Ed ancora, come si accennava in precedenza, è stato riconosciuto potere individualizzante ai “colori con tonalità molto particolari o del tutto inusuali rispetto al prodotto cui sono applicati, che non abbiano una funzione descrittiva del prodotto, ma siano collegati ad esso da un accostamento di pure fantasia con carattere originale”.
Assumendo, dunque, che per quanto ostacolata la registrazione di colori sia possibile, cerchiamo di capire come proporre efficacemente la domanda di registrazione di un colore primario, ovvero di una tonalità o di una combinazione cromatica.

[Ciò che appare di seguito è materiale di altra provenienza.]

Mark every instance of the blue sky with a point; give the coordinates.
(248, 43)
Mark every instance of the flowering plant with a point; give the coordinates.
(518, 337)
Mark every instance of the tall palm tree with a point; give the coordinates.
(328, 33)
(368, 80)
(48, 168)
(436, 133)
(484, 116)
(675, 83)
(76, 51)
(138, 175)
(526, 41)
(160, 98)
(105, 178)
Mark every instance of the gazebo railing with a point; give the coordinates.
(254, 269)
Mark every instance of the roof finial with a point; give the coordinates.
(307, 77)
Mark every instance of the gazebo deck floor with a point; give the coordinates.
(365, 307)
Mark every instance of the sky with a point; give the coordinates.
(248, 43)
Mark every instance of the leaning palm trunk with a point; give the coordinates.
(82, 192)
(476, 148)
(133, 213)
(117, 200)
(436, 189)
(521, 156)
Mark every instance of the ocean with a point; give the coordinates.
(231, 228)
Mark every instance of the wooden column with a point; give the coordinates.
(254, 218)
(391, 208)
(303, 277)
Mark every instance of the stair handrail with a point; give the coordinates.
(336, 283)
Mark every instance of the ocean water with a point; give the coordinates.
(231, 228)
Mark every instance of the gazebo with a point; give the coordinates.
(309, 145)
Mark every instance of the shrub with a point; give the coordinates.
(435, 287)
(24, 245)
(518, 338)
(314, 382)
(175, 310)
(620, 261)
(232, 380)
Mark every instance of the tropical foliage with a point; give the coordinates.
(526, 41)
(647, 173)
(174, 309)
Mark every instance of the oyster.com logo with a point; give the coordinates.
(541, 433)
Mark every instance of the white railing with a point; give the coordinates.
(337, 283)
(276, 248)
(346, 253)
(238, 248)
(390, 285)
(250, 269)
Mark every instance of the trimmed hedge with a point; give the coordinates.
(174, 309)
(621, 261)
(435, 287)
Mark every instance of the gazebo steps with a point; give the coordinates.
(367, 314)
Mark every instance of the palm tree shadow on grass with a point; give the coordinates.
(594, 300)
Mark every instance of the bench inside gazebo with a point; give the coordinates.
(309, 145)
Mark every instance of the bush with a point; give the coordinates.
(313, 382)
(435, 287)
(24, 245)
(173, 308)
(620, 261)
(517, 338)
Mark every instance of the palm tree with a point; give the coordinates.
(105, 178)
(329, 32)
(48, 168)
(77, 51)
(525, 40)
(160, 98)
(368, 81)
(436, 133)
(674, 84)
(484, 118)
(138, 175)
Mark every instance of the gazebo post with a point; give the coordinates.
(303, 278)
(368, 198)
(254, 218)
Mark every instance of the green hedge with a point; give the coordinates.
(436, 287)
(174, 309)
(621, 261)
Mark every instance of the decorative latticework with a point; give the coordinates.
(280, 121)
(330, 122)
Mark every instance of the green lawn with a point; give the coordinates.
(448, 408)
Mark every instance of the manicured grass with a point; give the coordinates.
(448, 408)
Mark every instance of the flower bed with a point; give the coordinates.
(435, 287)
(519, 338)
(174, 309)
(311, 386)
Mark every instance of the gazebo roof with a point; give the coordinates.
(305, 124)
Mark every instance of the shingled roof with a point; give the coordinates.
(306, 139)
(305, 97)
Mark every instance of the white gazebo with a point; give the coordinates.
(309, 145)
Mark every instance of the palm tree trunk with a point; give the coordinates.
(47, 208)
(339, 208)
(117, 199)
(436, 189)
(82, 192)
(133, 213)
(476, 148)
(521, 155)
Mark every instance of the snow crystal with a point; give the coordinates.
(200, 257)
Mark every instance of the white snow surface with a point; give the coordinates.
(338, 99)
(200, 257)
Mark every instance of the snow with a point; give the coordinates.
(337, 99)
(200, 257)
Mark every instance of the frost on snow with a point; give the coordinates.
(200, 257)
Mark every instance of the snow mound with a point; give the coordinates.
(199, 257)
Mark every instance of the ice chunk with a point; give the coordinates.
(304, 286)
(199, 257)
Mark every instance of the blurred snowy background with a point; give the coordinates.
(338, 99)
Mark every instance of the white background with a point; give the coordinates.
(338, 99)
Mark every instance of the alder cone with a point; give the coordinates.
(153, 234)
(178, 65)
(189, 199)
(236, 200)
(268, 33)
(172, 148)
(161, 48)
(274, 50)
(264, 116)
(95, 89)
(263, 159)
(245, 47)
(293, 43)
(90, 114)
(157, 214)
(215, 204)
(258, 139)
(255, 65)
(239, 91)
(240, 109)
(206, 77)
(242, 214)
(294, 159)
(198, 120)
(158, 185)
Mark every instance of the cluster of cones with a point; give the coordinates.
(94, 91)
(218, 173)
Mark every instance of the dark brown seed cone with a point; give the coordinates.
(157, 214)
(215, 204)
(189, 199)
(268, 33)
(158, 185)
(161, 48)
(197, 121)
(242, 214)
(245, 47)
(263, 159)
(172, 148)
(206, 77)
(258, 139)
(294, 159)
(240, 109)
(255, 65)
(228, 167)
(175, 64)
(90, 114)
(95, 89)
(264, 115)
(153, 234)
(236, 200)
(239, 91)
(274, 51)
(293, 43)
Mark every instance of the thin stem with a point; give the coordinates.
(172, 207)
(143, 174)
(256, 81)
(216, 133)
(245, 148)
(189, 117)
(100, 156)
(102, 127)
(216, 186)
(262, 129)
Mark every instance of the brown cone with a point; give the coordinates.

La giurisprudenza richiede, per la registrazione di un colore, che lo stesso risponda a tre requisiti: deve costituire un segno di comunicazione d’impresa. Deve essere idoneo a distinguere i prodotti o i servizi di una determinata impresa da quelli di altre imprese. Deve poter essere oggetto di rappresentazione grafica.
Si precisa, altresì, che la rappresentazione grafica, funzionale alla definizione del marchio, deve essere di per sé completa, in modo tale da individuare con chiarezza e precisione l’oggetto esatto della tutela conferita attraverso il marchio registrato al suo titolare.
A tal fine, è stato osservato che i colori o le combinazioni cromatiche, disegnati astrattamente e senza contorno in una domanda di registrazione, e le cui tonalità siano enunciate con riferimento ad un campione di colore e precisate secondo una classificazione di colori internazionalmente riconosciuta, possono costituire un valido marchio, purché nel contesto nel quale sono impiegati, si presentino effettivamente come un segno e, alla domanda di registrazione segua l’impiego di tali colori secondo uno schema predeterminato e costante; ciò poiché non si ritiene ammissibile una combinazione di colori in tutte le forme e gli schermi immaginabili e di volta in volta variabili.
Naturalmente quelli proposti sono soltanto alcuni profili di un discorso più complesso, ma con i quali si desidera offrire alle imprese uno spunto per sperimentare, innovare, in una parola andare oltre.